Available cgMLST schemes from enterobase¶
Species	Taxonomy ID	Enterobase ID	Reference genome assembly ID	Scheme
Salmonella enterica	28901	SALwgMLST	359488	cgMLSTv1

A bed file for the reference genome 359488, based on the locus tag present in this genome is constructed. For instance, over the 3002 locus of the Salmonella cgMLSTv1, 69 come from a different genome than the reference 359488.
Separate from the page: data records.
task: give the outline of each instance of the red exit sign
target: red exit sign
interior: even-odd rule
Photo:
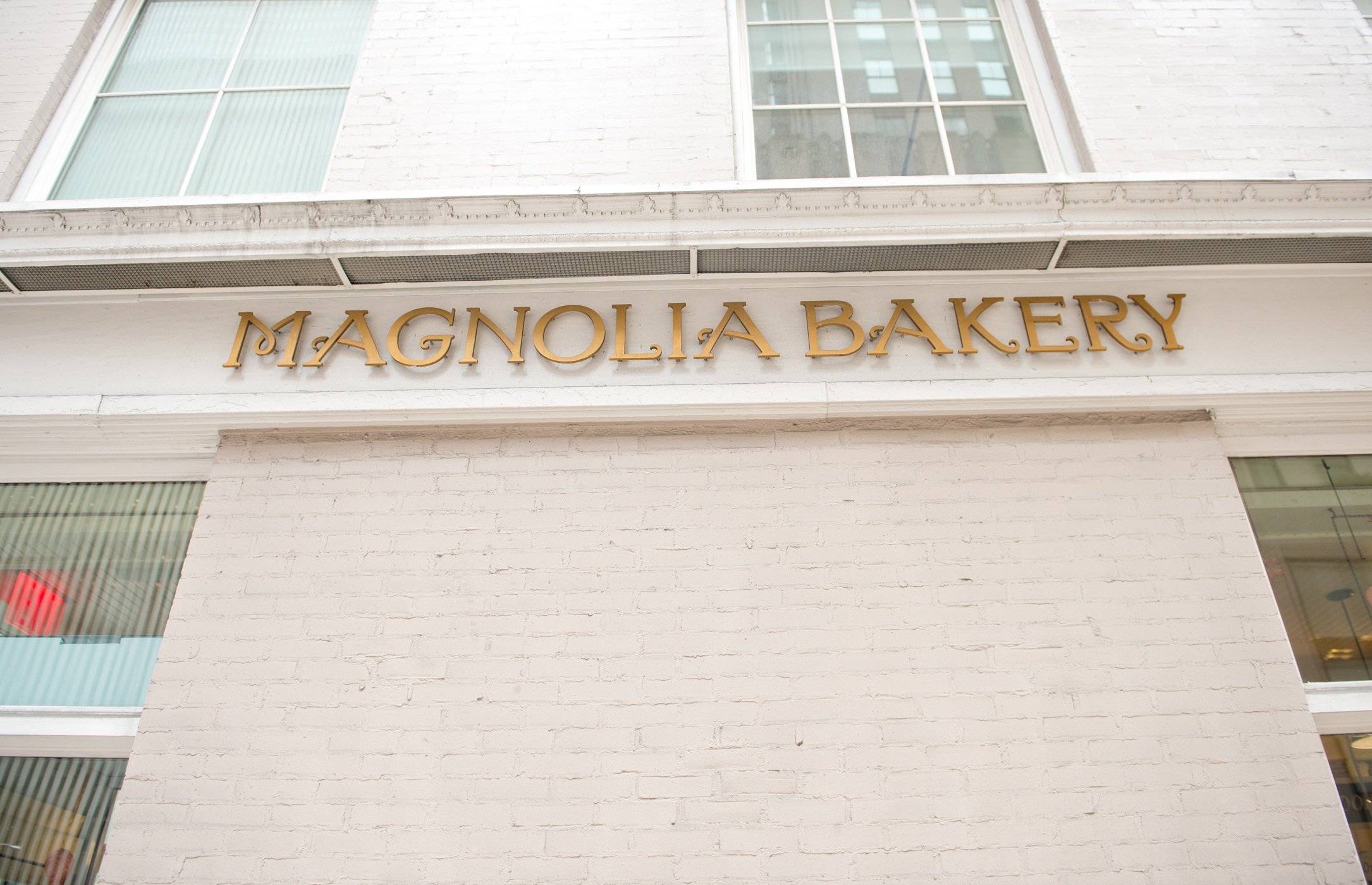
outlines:
[[[52,585],[29,572],[18,572],[10,586],[4,623],[30,637],[51,637],[58,633],[66,604],[66,597]]]

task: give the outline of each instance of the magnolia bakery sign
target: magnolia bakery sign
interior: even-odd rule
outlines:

snakemake --snakefile $pipeline_folder/workflows/core_genome/make_enterobase.rules core_genomes/Salmonella_enterica/ridom/359488.bed will create the BED file defining the core genomic regions in the genome of the assembly ID 359488 (Salmonella enterica subsp. enterica serovar Typhimurium str. D23580)

ParSNP¶

For species unavailable on either resource, core genome can be calculated using parsnp and the complete genomes of the species available on RefSeq. As ParSNP is not available on bioconda, the binary must be downloaded from the ParSNP website and placed in your $PATH.

Assembly and quality¶

Aggregates rules for assembling genomes and performing various quality control checks. Required parameters:

cov_cutoff: contigs whose coverage is below this cutoff will be excluded from the final assembly
adapter_file_name: look for the adaptor for this library preparation kit (possible values)
adapter_removal_param1, adapter_removal_param2, adapter_removal_param3: parameters for adapter trimming (reference)
minimum_quality_base: leading and trailing bases below this quality will be removed
minimum_read_length: reads shorter than this threshold after trimming will be discarded (be careful when using reads from SRA!)

Deliverables:

quality/multiqc/self_genome/multiqc_report.html: quality control report based on the results of fastqc, trimmomatic, qualimap, quast and prokka for every sample
samples/{sample_name}/annotation/: folder containing all annotation files from the prokka software

Resistance¶

Depends on the Assembly and quality workflow.

Required parameters:

resistance_prediction_softwares: list of software for genetic resistance assessment. Possible values: mykrobe and rgi.

Deliverables:

samples/{sample_name}/annotation/resistance/rgi.tsv: results files for RGI
samples/{sample_name}/annotation/resistance/mykrobe.tsv: results file for mykrobe

Virulence¶

Depends on the Assembly and quality workflow.

Required parameters:

virulence_factors: file with list of uniprot accession of virulence factors. An example is available in the folder data/staph/db/

Deliverables:

virulence_summary.xlsx: summary of virulence proteins found in every samples.

Epidemiology¶

Depends on the Assembly and quality workflow (for determining the Sequence Types).

Required parameters:

minimum_coverage_for_calling: minimum of coverage for considering a genomic position when counting differences between samples. Any position (SNP or non-SNP when compared to the reference) having a lower coverage will be masked
minimum_alternate_fraction_for_calling: minimum ratio of observations favouring a SNP over observations not favouring a SNP. Any SNPs not meeting this criteria will also be masked

Deliverables:

typing/{snp_caller}/core_{ridom or enterobase}/{reference_genome}/bwa/distance_snp_mst_no_st.svg: Minimum spanning tree of the distance in snps between every sample over the core genome as defined by ridom or enterobase. Available species and values for reference genomes are listed in the files in data/core_genome_dbs/. If the species under consideration has a multiple locus sequence type available, typing/{snp_caller}/core_{ridom or enterobase}/{reference_genome}/bwa/distance_snp_mst_with_st.svg can be generated with the ST of each sample.
phylogeny/{snp_caller}/core_{ridom or enterobase}/{reference_genome}/bwa/phylogeny_no_st.svg: A phylogeny based on the alignments of the core SNPs, using RAxML. Available species and values for reference genomes are listed in the files in data/core_genome_dbs/. If the species under consideration has a multiple locus sequence type available, phylogeny/{snp_caller}/core_{ridom or enterobase}/{reference_genome}/bwa/phylogeny_with_st.svg can be generated with the ST of each sample.
quality/multiqc/mapping_to_{reference_genome}/multiqc_report.html: multiqc report of qualimap, fastqc and trimmomatic of every samples when mapping against the reference. Check for quality control.